Question

the ages of Raghu and Vani are in the ratio 5:7. Four years later, the sum of their ages will be 56 years. What are their present age.
please help ​

Answer 1

Given :

Ratio of ages : 5:7

Sum of ages, four years later : 56 years

To find :

The present ages of Raghu and Vani.

Solution :

Let the age of Raghu be 5x years.

Let the age of Vani be 7x years.

So, the ages of Raghu and Vani, four years later will be 5x+4 and 7x+4 years.

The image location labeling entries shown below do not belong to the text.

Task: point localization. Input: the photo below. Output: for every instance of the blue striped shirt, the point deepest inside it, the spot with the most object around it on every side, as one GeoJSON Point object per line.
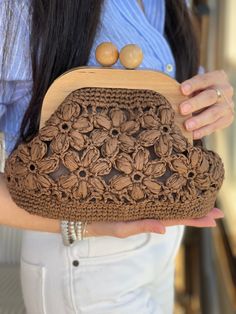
{"type": "Point", "coordinates": [122, 22]}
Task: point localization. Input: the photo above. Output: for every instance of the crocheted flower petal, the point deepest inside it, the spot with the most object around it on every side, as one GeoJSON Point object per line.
{"type": "Point", "coordinates": [175, 182]}
{"type": "Point", "coordinates": [77, 140]}
{"type": "Point", "coordinates": [66, 110]}
{"type": "Point", "coordinates": [141, 159]}
{"type": "Point", "coordinates": [117, 117]}
{"type": "Point", "coordinates": [60, 143]}
{"type": "Point", "coordinates": [202, 181]}
{"type": "Point", "coordinates": [124, 163]}
{"type": "Point", "coordinates": [89, 156]}
{"type": "Point", "coordinates": [120, 182]}
{"type": "Point", "coordinates": [23, 153]}
{"type": "Point", "coordinates": [179, 142]}
{"type": "Point", "coordinates": [164, 146]}
{"type": "Point", "coordinates": [150, 121]}
{"type": "Point", "coordinates": [155, 169]}
{"type": "Point", "coordinates": [83, 125]}
{"type": "Point", "coordinates": [68, 181]}
{"type": "Point", "coordinates": [152, 185]}
{"type": "Point", "coordinates": [71, 160]}
{"type": "Point", "coordinates": [102, 121]}
{"type": "Point", "coordinates": [44, 181]}
{"type": "Point", "coordinates": [98, 137]}
{"type": "Point", "coordinates": [38, 150]}
{"type": "Point", "coordinates": [129, 127]}
{"type": "Point", "coordinates": [48, 133]}
{"type": "Point", "coordinates": [48, 165]}
{"type": "Point", "coordinates": [179, 163]}
{"type": "Point", "coordinates": [166, 115]}
{"type": "Point", "coordinates": [81, 192]}
{"type": "Point", "coordinates": [195, 157]}
{"type": "Point", "coordinates": [30, 181]}
{"type": "Point", "coordinates": [20, 169]}
{"type": "Point", "coordinates": [204, 166]}
{"type": "Point", "coordinates": [110, 147]}
{"type": "Point", "coordinates": [137, 192]}
{"type": "Point", "coordinates": [101, 167]}
{"type": "Point", "coordinates": [53, 120]}
{"type": "Point", "coordinates": [127, 143]}
{"type": "Point", "coordinates": [98, 184]}
{"type": "Point", "coordinates": [148, 138]}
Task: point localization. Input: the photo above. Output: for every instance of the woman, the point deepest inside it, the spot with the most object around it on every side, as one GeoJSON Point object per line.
{"type": "Point", "coordinates": [119, 267]}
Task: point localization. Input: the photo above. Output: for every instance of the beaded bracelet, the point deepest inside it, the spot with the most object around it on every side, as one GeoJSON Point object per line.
{"type": "Point", "coordinates": [72, 231]}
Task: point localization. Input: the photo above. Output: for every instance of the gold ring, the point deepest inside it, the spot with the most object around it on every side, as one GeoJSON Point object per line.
{"type": "Point", "coordinates": [218, 94]}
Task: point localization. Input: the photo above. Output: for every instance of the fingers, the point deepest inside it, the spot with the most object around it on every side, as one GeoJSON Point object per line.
{"type": "Point", "coordinates": [126, 229]}
{"type": "Point", "coordinates": [200, 101]}
{"type": "Point", "coordinates": [217, 125]}
{"type": "Point", "coordinates": [203, 81]}
{"type": "Point", "coordinates": [207, 221]}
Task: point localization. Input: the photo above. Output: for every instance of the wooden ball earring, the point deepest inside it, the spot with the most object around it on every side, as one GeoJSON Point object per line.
{"type": "Point", "coordinates": [107, 54]}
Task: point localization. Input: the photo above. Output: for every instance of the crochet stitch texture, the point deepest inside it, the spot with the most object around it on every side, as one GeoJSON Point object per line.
{"type": "Point", "coordinates": [112, 154]}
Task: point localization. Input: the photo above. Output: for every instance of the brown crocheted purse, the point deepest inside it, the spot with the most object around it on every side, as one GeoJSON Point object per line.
{"type": "Point", "coordinates": [112, 147]}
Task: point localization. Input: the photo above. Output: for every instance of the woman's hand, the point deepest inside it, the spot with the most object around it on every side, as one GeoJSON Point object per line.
{"type": "Point", "coordinates": [125, 229]}
{"type": "Point", "coordinates": [210, 112]}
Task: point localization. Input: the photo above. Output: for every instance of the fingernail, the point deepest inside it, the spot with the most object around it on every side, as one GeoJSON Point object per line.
{"type": "Point", "coordinates": [190, 125]}
{"type": "Point", "coordinates": [185, 108]}
{"type": "Point", "coordinates": [186, 87]}
{"type": "Point", "coordinates": [197, 135]}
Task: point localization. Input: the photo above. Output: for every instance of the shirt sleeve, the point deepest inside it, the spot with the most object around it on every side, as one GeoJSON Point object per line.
{"type": "Point", "coordinates": [15, 70]}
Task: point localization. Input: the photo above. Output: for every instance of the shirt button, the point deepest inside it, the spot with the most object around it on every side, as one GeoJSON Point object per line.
{"type": "Point", "coordinates": [169, 67]}
{"type": "Point", "coordinates": [75, 263]}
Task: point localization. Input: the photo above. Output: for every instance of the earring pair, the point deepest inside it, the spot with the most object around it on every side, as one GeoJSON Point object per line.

According to the question,

$\sf \dashrightarrow (5x + 4) + (7x + 4) = 56$

$\sf \dashrightarrow 5x + 7x + 4 + 4 = 56$

$\sf \dashrightarrow 12x + 8 = 56$

$\sf \dashrightarrow 12x = 56 - 8$

$\sf \dashrightarrow 12x = 48$

$\sf \dashrightarrow x = \dfrac{48}{12}$

$\sf \dashrightarrow x = 4$

Now, we should find the present ages of Raghu and Vani.

Present age of Raghu :

$\sf \dashrightarrow 5x = 5(4)$

$\sf \dashrightarrow 20 \: years$

Present age of Vani :

$\sf \dashrightarrow 7x = 7(4)$

$\sf \dashrightarrow 28 \: years$

Hence, present ages of Raghu and Vani are 20 and 28 years.